In China, second-quarter economic growth figures met expectations but were still low, sparking talk of interest-rate cuts while in the U.S., soft consumer sentiment figures fueled sentiment the Federal Reserve will roll out quantitative easing measures to stave off economic decline.
In U.S. trading on Friday, EUR/USD was trading up 0.29% at 1.2239.
China's gross domestic product grew 7.6% in the second quarter, largely in line with expectations, which sparked demand for riskier currencies and asset classes that sent the dollar falling and the currencies like the euro rising.
However, China's economy grew a more robust 8.1% in the first quarter of this year, and the cool-down in the second quarter fueled sentiment China may cut interest rates and take other steps to steer its economy to more robust growth rates down the road, which further fueled the risk-on trading session.
In the U.S., soft consumer sentiment figures rekindled talk the Federal Reserve will roll out credit easing measures that would weaken the dollar in exchange for more accelerated recovery.
In the U.S., the Thomson Reuters/University of Michigan's preliminary reading on the overall index on consumer sentiment fell to 72.0 in July from 73.2 in June.
Analysts were expecting a 73.4 reading.
The news gave investors room to shrug off a Moody's decision to downgrade Italian ratings.
Moody’s cut Italian government bond rating by two levels to Baa2 and warned additional downgrades may be on the way.
A Baa2 bond rating hovers just two levels above junk bond status.
Meanwhile in the U.S., the Bureau of Labor Statistics reported that producer prices rose unexpectedly in June, climbing to a seasonally adjusted 0.1%, from -1.0% in May.

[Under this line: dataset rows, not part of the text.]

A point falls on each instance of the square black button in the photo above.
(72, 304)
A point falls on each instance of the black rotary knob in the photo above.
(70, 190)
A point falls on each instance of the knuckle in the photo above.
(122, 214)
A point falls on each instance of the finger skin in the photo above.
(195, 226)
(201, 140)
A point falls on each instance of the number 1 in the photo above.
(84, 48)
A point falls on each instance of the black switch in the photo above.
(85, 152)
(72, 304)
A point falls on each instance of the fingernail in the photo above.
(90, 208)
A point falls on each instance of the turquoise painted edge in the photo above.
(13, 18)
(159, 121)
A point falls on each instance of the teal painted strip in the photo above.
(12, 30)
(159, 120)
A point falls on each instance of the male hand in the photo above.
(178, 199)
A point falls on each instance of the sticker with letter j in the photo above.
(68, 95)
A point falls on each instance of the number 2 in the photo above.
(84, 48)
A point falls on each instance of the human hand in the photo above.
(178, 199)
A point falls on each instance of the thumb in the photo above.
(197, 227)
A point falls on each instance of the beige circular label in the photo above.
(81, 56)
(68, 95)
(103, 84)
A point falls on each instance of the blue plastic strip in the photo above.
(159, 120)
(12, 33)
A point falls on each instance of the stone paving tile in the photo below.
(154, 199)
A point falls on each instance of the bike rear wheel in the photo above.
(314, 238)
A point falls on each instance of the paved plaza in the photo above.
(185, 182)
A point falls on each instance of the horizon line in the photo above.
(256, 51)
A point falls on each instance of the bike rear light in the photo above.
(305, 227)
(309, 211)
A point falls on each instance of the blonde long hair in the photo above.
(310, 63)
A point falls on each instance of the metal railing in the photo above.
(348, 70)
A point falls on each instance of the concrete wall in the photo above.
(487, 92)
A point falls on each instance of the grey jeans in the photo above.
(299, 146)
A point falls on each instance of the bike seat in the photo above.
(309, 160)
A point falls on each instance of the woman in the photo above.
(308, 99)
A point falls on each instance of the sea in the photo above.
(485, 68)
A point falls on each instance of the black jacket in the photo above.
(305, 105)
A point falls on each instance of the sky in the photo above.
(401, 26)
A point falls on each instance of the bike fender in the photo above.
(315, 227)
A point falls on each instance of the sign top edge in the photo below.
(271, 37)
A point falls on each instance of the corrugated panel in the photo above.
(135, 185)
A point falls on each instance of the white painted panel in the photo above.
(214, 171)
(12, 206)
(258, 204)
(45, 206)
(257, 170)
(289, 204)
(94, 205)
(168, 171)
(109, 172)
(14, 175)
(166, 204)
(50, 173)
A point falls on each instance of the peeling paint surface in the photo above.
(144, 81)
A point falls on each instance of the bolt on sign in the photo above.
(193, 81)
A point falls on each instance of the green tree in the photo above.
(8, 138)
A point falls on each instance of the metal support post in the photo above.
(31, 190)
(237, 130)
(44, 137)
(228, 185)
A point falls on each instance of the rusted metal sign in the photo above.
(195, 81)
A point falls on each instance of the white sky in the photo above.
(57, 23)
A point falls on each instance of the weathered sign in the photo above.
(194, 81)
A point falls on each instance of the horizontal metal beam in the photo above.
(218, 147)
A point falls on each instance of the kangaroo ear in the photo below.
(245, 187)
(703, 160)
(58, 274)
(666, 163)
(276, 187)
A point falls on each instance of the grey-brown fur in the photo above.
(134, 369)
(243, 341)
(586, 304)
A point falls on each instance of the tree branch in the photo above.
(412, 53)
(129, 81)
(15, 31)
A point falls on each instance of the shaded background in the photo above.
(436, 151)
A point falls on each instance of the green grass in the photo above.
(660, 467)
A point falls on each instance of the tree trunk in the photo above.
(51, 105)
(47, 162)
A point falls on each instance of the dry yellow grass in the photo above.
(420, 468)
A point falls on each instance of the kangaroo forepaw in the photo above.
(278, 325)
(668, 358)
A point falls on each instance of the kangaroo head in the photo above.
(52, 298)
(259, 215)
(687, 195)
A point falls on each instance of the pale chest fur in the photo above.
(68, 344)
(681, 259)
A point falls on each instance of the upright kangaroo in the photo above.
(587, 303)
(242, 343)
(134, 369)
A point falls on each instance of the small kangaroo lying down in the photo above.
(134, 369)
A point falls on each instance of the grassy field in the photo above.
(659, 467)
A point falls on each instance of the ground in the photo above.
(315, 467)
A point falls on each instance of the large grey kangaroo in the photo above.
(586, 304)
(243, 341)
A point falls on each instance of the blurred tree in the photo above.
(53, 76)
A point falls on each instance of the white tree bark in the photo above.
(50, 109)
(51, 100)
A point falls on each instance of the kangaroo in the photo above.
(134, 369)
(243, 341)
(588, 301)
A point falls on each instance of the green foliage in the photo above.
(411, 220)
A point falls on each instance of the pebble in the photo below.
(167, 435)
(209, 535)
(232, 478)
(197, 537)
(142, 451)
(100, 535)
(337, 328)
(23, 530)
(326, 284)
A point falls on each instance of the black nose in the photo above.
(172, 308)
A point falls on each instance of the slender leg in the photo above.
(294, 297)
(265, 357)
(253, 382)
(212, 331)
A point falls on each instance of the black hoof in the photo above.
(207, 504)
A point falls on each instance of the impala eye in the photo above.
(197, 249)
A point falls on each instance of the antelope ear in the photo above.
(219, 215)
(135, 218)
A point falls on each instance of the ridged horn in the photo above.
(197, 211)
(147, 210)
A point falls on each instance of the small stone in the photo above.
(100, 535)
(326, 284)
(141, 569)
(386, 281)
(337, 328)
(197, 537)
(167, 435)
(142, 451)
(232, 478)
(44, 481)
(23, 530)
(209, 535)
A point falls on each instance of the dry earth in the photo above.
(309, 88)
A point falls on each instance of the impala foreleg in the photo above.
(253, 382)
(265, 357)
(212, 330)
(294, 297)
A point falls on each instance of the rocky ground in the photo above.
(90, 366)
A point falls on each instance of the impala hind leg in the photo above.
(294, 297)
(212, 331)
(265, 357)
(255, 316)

Analysts had expected U.S. producer price index to fall -0.5% last month.
The greenback, meanwhile, was down against the pound, with GBP/USD trading up 0.87% at 1.5562.
The dollar was down against the yen, with USD/JPY trading down 0.10% at 79.24, and down against the Swiss franc, with USD/CHF trading down 0.26% at 0.9814.
The dollar was down against its cousins in Canada, Australia and New Zealand, with USD/CAD down 0.35% at 1.0155, AUD/USD up 0.79% at 1.0219 and NZD/USD up 0.54% at 0.7941.
The dollar index, which tracks the performance of the greenback versus a basket of six other major currencies, was down 0.35% at 83.49.